Lässt sich also Energie sparen, wenn das Salz in das kalte Wasser gegeben wird?
Nicht wirklich. Zwar siedet das Wasser schneller, aber der zeitliche Unterschied ist bei den verwendeten Wassermengen zu gering, um nennenswert elektrische Energie zu sparen! Durch das Salzen von kaltem Wasser handelt man sich dafür einen Nachteil ein: So können unliebsame Flecken im Topf dadurch entstehen, dass sich das Salz zunächst nur schlecht in Wasser löst.
Fazit
Energie sparen kann man durch die Wahl des richtigen Zeitpunkts zum Salzen des Nudelwassers leider nur minimal. Nichtsdestotrotz stellt die hier vorgestellte Untersuchung ein funktionales Beispiel dafür dar, wie man Experimentierkompetenzen – insbesondere das Prinzip der Variablenkontrolle – mit Schülerinnen und Schülern anhand einer typischen Fragestellung aus dem Alltag üben kann. Auch für den naturwissenschaftlichen Unterricht in den Jahrgangsstufen 5/6 bietet der Kontext des Kochens von Nudeln einen geeigneten Zugang zur Förderung von Kompetenzen im Bereich der Erkenntnisgewinnung [siehe 5].

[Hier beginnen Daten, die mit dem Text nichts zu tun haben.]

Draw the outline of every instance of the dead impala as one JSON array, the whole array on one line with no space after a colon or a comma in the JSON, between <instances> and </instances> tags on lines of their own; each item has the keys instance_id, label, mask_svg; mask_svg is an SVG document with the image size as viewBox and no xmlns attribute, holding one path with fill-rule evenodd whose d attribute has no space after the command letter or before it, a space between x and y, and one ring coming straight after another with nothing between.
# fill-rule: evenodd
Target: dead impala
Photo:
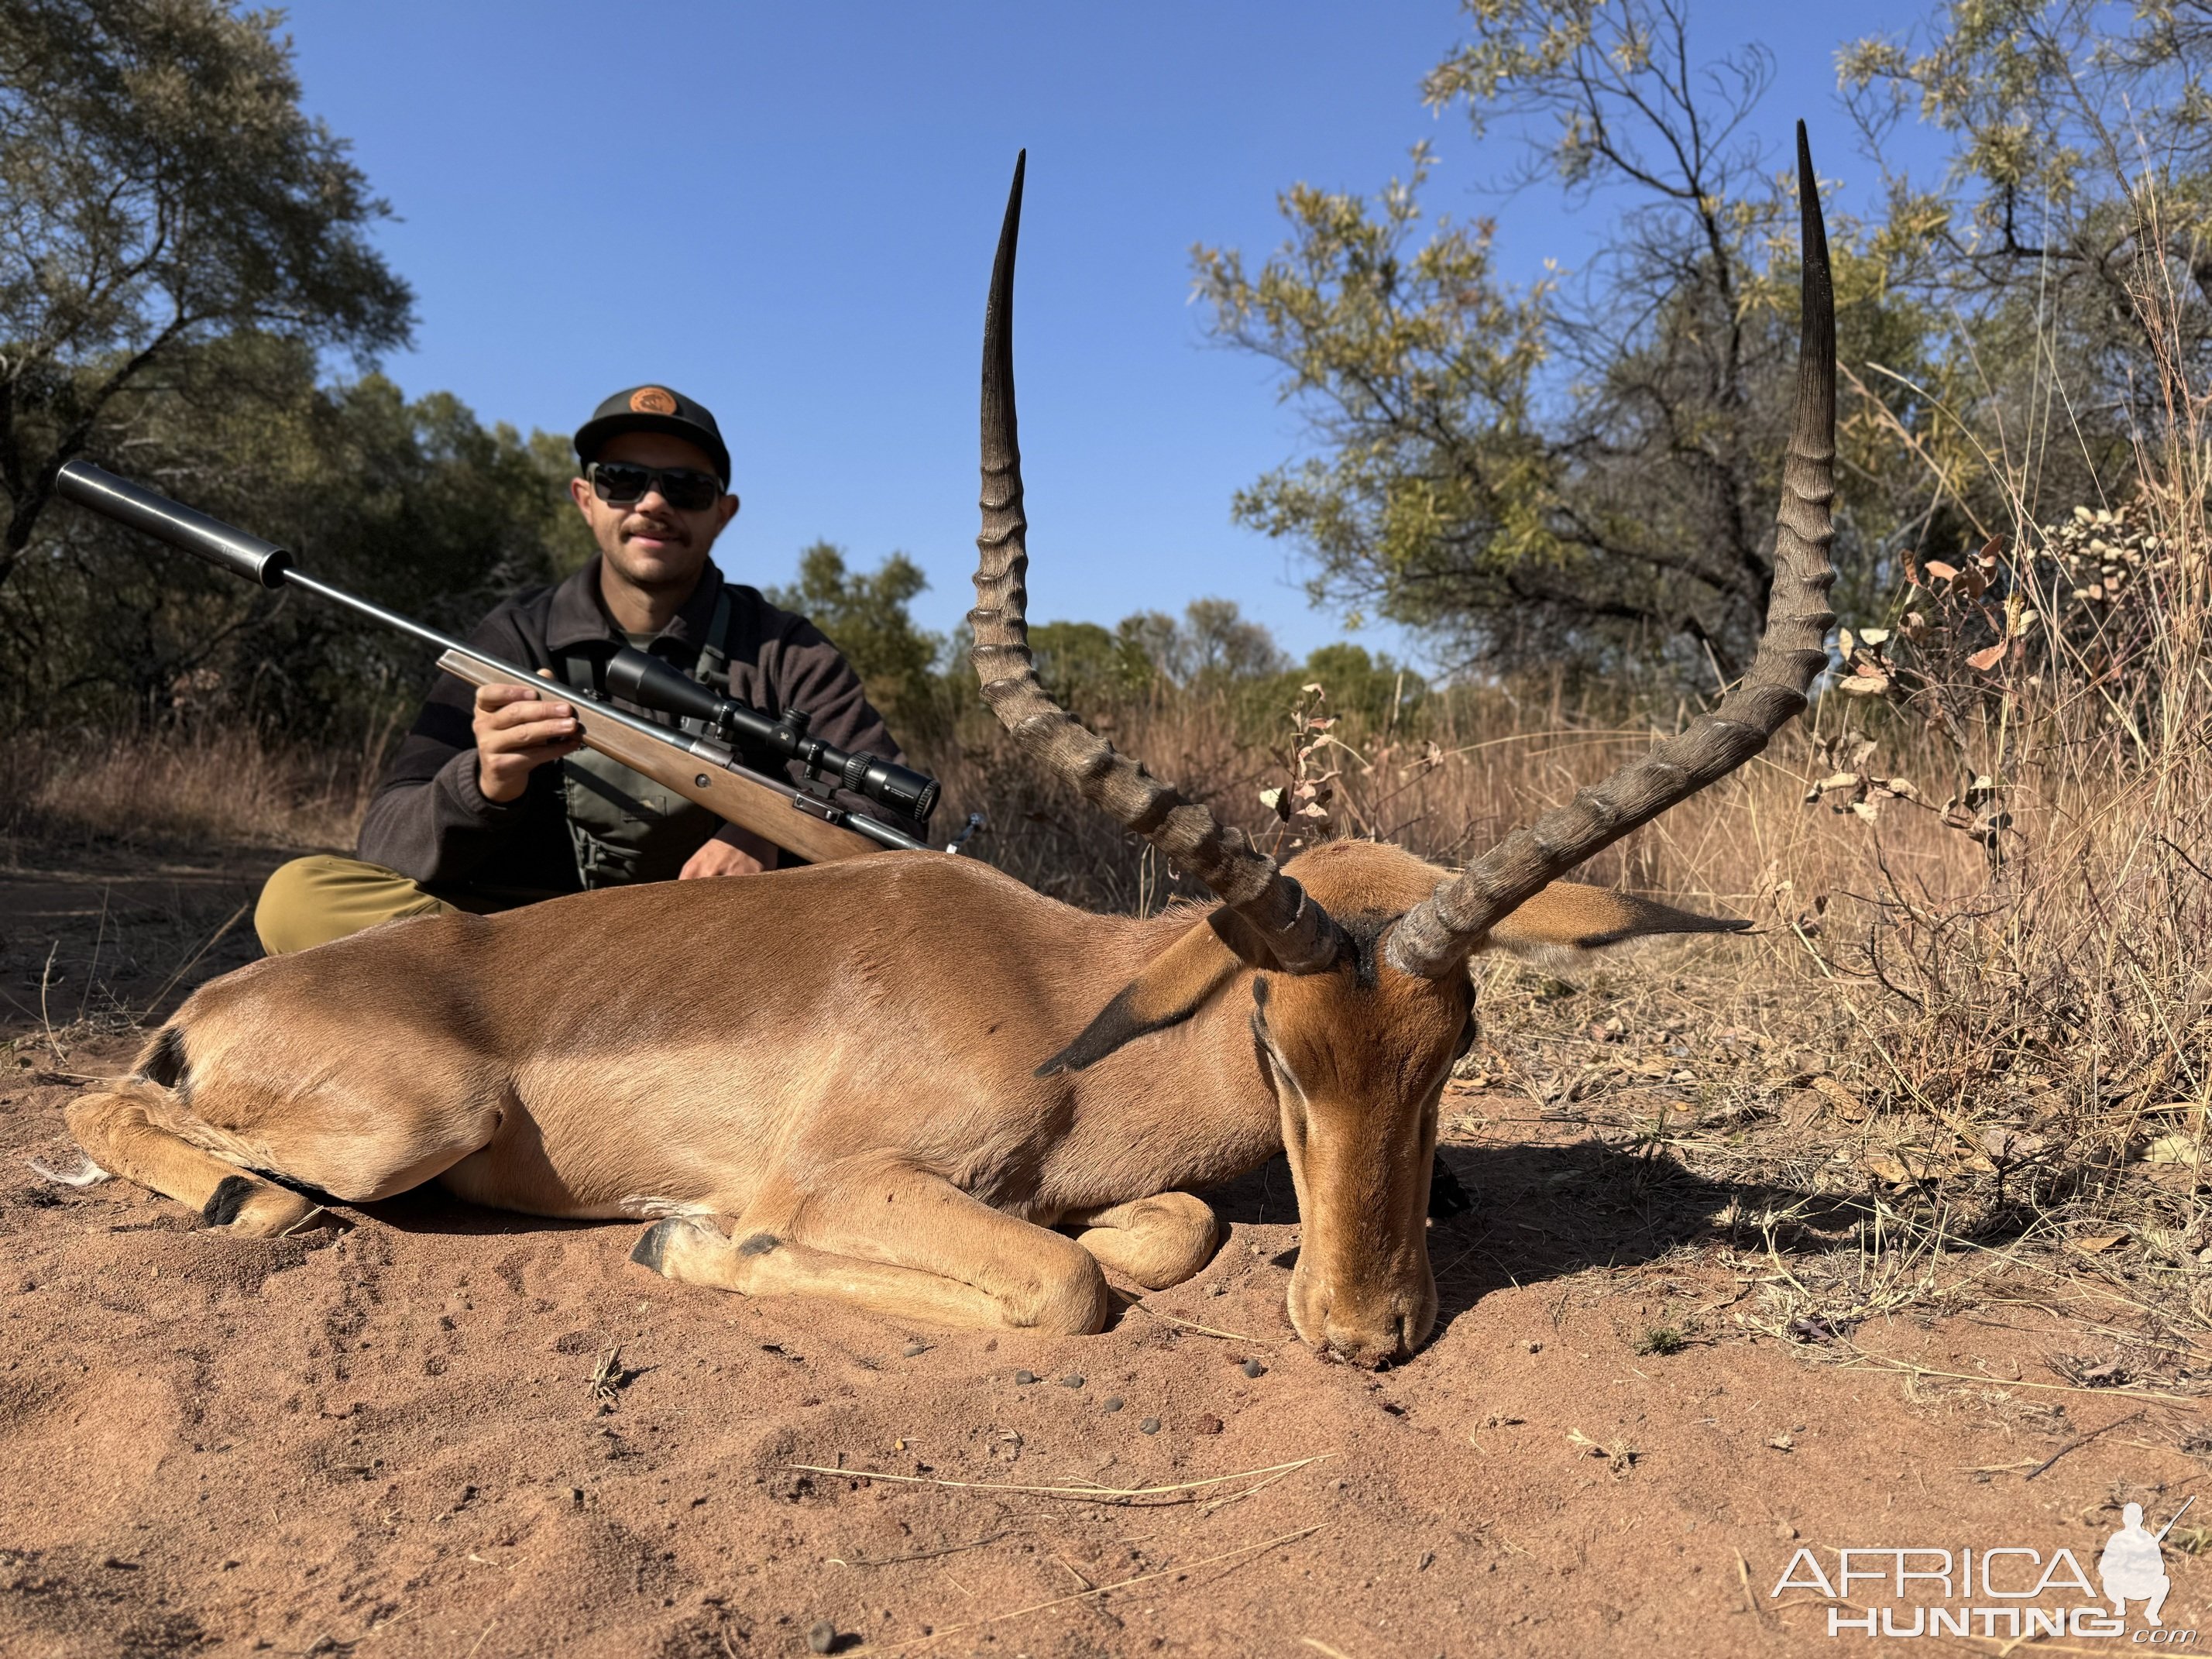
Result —
<instances>
[{"instance_id":1,"label":"dead impala","mask_svg":"<svg viewBox=\"0 0 2212 1659\"><path fill-rule=\"evenodd\" d=\"M1192 1195L1289 1154L1290 1316L1402 1358L1436 1319L1437 1101L1474 1034L1468 959L1741 924L1559 882L1741 766L1827 661L1835 343L1803 130L1804 321L1766 631L1717 712L1456 877L1339 842L1278 867L1116 754L1030 665L1013 388L1014 172L984 325L975 662L1015 738L1218 905L1088 915L964 859L398 921L196 993L72 1105L94 1161L247 1236L436 1181L479 1204L650 1218L686 1284L895 1316L1096 1331L1103 1268L1159 1287L1215 1248ZM580 957L569 941L597 938ZM762 949L800 939L805 948ZM667 948L726 942L720 952ZM724 1231L725 1223L728 1231Z\"/></svg>"}]
</instances>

Zum Abschluss: Eine echte Möglichkeit dafür, beim Nudelkochen elektrische Energie zu sparen, wollen wir Ihnen nicht vorenthalten. Der italienischen Physiker und Nobelpreisträgers Giorgio Parisi schlägt folgendes vor: „Das Wasser in der Pfanne zum Kochen bringen, die Pasta hineingeben, Deckel drauf – und dann sofort oder nach zwei Minuten den Herd abstellen.“ [6] Durch das „passive“ Kochen der Pasta müsse diese zwar bis zu zwei Minuten länger garen, allerdings ließen sich laut Parisi dadurch bis zu 47 % Energie sparen [6].
Literatur:
[1] https://www.sevencooks.com/de/magazin/nudelwasser-richtig-salzen-46UPSswgOq707lQQcGKBvd, letzter Zugriff: 17.12.23
[2] [2] Atkins, P. W. (2001). Physikalische Chemie. 3. Auflage, Wiley-VCH.
[3] Blumenthal, G., Linke, D. & Vieth, S. (2006). Chemie. Grundwissen für Ingenieure. 1. Auflage, Teubner.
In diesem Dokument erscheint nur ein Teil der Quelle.